第13話

 霊能者はよく『視える』というが、これは人によって様々でハッキリと脳内に映像が浮かぶ者もいれば、悪しきモノが黒い影で見えたりと能力の差で変わってくる。久遠家の二人は現実世界のように、視覚でこの世に存在しない者たちを視たりその声を聞いたり出来る。だが、彼らの能力をもってしてもハッキリ掴めない写真に潜む何かは、相当に強い霊力を持っている。


 下手をすれば依頼を受けたはいいが、手に負えなくて逃げることになるかもしれない。そんなことになれば家名は地に落ち、二度と依頼は来ない。歴代当主の顔に泥を塗ることだけは何としても避けたい二人は、掴めそうで掴めない蜃気楼のような何かを見極めようとする。


(あっ!)


 二人が同時に、しかし別々のイメージを視た。ほんの二、三秒ほどで消えてしまった僅かな情報だったが、それでも何らかの手掛かりにはなる。


「視えましたか」

「何か視えたようね」


 霊視を開始して約二時間。火の傍にいたことと、極限まで集中していたために、二人とも全身に汗をかいている。どうやら互いに何か視えたという感覚があったらしく、目を合わせると頷き合った。部屋の電気を母が点け、息子は篝火かがりびを消すと写真を手にし、部屋を出た。二人は交代で風呂に入って汗を流すと、打ち合わせたわけではないのに最初の座敷に戻ってきた。母は 緑青ろくしょう地に桟橋と流水模様、そして芍薬をあしらった浴衣を着て湯上がりの熱を冷ましている。息子は紺色のパジャマを着ており、いつでも寝られるようにしている。母が自分の式神である桔梗ききょう(年格好は小萩と同じだが、着ている着物が明るい紫の桔梗色)を使って茶を運ばせると、視えたことについて話し出した。


「わたくしが視えたのは、白だったわ。一面の白い色。その中に混じって視えたのは、田畑だった」

「僕が視えたのは、十代半ばの少女でした。純朴そうな顔立ちの子で、野良着を着ていましたね。それと、母さんが視た白は、雪と白藤ですよ」

「雪と白藤?」


 季節が合わないではないかと彼女は思い、眉間に皺を寄せて写真を手に取った。駐車場に藤など見当たらない。一体なにを視たのだろうかと、母は息子を見やる。

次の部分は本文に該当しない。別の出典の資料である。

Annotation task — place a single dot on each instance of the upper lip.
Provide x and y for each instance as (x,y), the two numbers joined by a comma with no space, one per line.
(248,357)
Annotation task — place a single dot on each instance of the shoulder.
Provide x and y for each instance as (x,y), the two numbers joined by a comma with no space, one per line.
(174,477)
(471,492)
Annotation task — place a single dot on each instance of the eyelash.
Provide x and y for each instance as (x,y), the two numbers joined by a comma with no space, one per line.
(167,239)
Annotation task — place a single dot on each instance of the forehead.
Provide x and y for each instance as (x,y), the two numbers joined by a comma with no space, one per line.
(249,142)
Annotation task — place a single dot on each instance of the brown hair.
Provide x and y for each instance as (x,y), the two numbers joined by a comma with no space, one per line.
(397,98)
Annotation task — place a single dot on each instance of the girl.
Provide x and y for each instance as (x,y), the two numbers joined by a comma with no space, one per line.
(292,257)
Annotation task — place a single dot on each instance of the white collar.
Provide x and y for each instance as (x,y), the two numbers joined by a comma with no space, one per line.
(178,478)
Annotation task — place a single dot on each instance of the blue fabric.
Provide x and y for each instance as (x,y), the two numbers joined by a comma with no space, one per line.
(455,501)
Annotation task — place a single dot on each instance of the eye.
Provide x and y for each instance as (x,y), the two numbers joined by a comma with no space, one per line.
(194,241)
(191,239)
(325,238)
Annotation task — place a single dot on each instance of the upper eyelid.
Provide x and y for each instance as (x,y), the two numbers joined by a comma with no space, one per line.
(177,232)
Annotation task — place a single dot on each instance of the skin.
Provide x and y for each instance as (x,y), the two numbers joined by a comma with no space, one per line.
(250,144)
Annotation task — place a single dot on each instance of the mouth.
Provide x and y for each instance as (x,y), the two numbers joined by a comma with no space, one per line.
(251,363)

「ここには写っていませんが、近くにあるような気配がするんですよ。現場に行かないと、判りませんね」


 肩をすくめて馨が言うと、確かにそうねと母も同意した。


 何にせよ現場を見てみないことには、何も判らない。幸い軍資金は既に貰っている。早く解決しないと、今秋の結婚式にも間に合わなくなる。宿が決まり次第、九頭竜湖ダムに行くことを決めた馨は、自室に戻るとネットで宿を検索する。ゴールデンウイークから外れているせいか、すんなりと大野市内の宿で一週間の予約が取れた。しっかりと睡眠を取った馨は翌朝、電車を乗り継いで大野市へ向かい予約した宿に着くとチェックインを済ませ、一週間分の宿代を先払いした。そこまで長逗留するか判らないが、解決したらのんびりと骨休めをするのもいい。母親から離れてひとりの青年として時間を過ごすのも悪くない。